Cuando el auto fue más importante que la casa, y las zapas de marca fueron más importantes que el plato de comida deberíamos haber frenado. No lo hicimos. Y cada vez había que laburar más para tener lo mismo, y había que estar horas en el laburo para mantener el nivel de consumo. Cada crisis que atravesamos nos sentimos rotos, cada desempleo, cada amigo que quedaba afuera del laburo formal, sentíamos culpa. La sociedad nos echaba y para que nos fuéramos nos apuntaba con el dedo y se nos reía en la cara. Impotencia, mucha impotencia y violencia en nuestras casas, y en la calle represión. Muchos años de cosas inexplicables, de pibes muertos por no dejarse pisotear por la maldita policía. Impunidad desde todas las esferas del Estado y del poder económico, y la voz de Tinelli en los televisores haciendo de las mujeres un producto para el funcionamiento de la maquinaria de deseo, como si un culo hiciera la felicidad. Así fuimos aceptando condiciones que no se revirtieron del todo cuando el Estado comenzó a estar presente. No se tocaron los planes de estudio, se siguió poniendo el Estado al servicio del mercado, al tiempo que se sacaba a las y los trabajadores de la pobreza.
Nos faltó entender algo fundamental, el huevo de la serpiente era lo igual, ese deseo instalado en la población de competir por acceder al trabajo que nos permita soñar con las vacaciones en Cancún, la casa en el barrio privado y la 4×4. Ni los militantes más encumbrados de las organizaciones autopercibidas más combativas lograron escapar de Disneylandia. Los diferentes también fueron combatidos, disciplinados, cascoteados y lapidados intelectualmente.
Es entendible el revanchismo con el que votaron a Milei. Es comprensible el tiro en su propio pie cuando le apuntamos a la cabeza tanto tiempo. Porque, después de todo, no es una cuestión de consciencia, sino de deseo. Por más que nos enojemos, no podemos seguir estigmatizando a los que piensan distinto, porque también en algunos temas todos somos minorías, pero además porque la biodiversidad es la única que puede garantizar una democracia en la que cada cual se pueda realizar como se le cante. La autodeterminación vence a la autopercepción, porque la primera crea realidades, crea seres humanos, mientras que la segunda crea una imagen, y no quiero decir con esto que no tienen derecho a verse como quieran, sino que es mucho más intenso devenir en eso que queremos ser, a sólo percibirlo.

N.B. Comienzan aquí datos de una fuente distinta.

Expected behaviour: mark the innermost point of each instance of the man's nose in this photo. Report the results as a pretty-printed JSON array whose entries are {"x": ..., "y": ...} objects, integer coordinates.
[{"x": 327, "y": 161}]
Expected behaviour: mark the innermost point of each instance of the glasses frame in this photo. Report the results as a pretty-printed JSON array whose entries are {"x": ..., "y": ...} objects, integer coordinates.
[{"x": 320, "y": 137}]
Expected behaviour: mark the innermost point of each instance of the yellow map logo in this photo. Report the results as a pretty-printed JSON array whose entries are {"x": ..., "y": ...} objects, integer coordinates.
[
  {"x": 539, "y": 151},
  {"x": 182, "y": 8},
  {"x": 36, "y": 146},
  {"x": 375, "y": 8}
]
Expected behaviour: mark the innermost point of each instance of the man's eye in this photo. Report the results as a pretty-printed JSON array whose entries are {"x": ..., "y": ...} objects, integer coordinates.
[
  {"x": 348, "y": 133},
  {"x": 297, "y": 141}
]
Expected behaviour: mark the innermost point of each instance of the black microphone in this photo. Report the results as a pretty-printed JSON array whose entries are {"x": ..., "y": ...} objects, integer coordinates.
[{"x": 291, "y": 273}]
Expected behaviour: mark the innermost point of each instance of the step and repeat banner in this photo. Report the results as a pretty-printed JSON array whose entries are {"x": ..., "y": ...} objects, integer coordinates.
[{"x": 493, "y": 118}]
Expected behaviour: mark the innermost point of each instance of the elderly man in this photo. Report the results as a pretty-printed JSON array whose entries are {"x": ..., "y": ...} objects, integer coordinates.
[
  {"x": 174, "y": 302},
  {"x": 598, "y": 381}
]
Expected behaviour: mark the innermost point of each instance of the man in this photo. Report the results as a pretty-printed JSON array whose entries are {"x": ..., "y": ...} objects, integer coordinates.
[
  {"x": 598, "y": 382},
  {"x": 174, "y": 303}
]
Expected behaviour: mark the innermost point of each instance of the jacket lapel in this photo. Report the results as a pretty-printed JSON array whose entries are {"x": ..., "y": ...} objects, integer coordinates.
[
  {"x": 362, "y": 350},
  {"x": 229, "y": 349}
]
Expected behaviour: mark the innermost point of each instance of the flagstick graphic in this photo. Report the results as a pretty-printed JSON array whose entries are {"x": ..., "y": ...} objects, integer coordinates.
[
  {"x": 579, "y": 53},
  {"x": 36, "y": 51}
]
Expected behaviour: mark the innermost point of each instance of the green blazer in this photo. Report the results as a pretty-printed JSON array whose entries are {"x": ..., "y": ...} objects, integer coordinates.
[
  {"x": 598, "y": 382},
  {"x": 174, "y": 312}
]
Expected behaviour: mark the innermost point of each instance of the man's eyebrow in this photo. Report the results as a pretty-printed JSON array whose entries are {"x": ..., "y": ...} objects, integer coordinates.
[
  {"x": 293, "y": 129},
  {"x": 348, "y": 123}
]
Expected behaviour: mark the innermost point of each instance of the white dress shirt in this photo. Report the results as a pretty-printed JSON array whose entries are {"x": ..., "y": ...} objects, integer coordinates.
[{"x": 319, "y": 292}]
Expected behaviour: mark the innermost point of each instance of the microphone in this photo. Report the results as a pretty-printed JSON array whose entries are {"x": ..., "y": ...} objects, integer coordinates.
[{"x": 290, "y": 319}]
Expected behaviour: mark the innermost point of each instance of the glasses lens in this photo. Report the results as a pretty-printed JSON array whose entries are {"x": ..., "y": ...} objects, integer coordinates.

Para poder ser diferentes tenemos que poder intentar y equivocarnos, y no ser estigmatizados por eso. Con la lógica del poder, del consumo, de la superficialidad, cualquier mala persona que vive cagando a los demás es exitosa, y los que tienen valores y los sostienen son unos pelotudos. El Diego diría que se nos escapó la tortuga, pero estoy seguro que no llegó muy lejos y que para alcanzarla sólo tenemos que empezar a respetar lo que cada una y uno eligió como vida.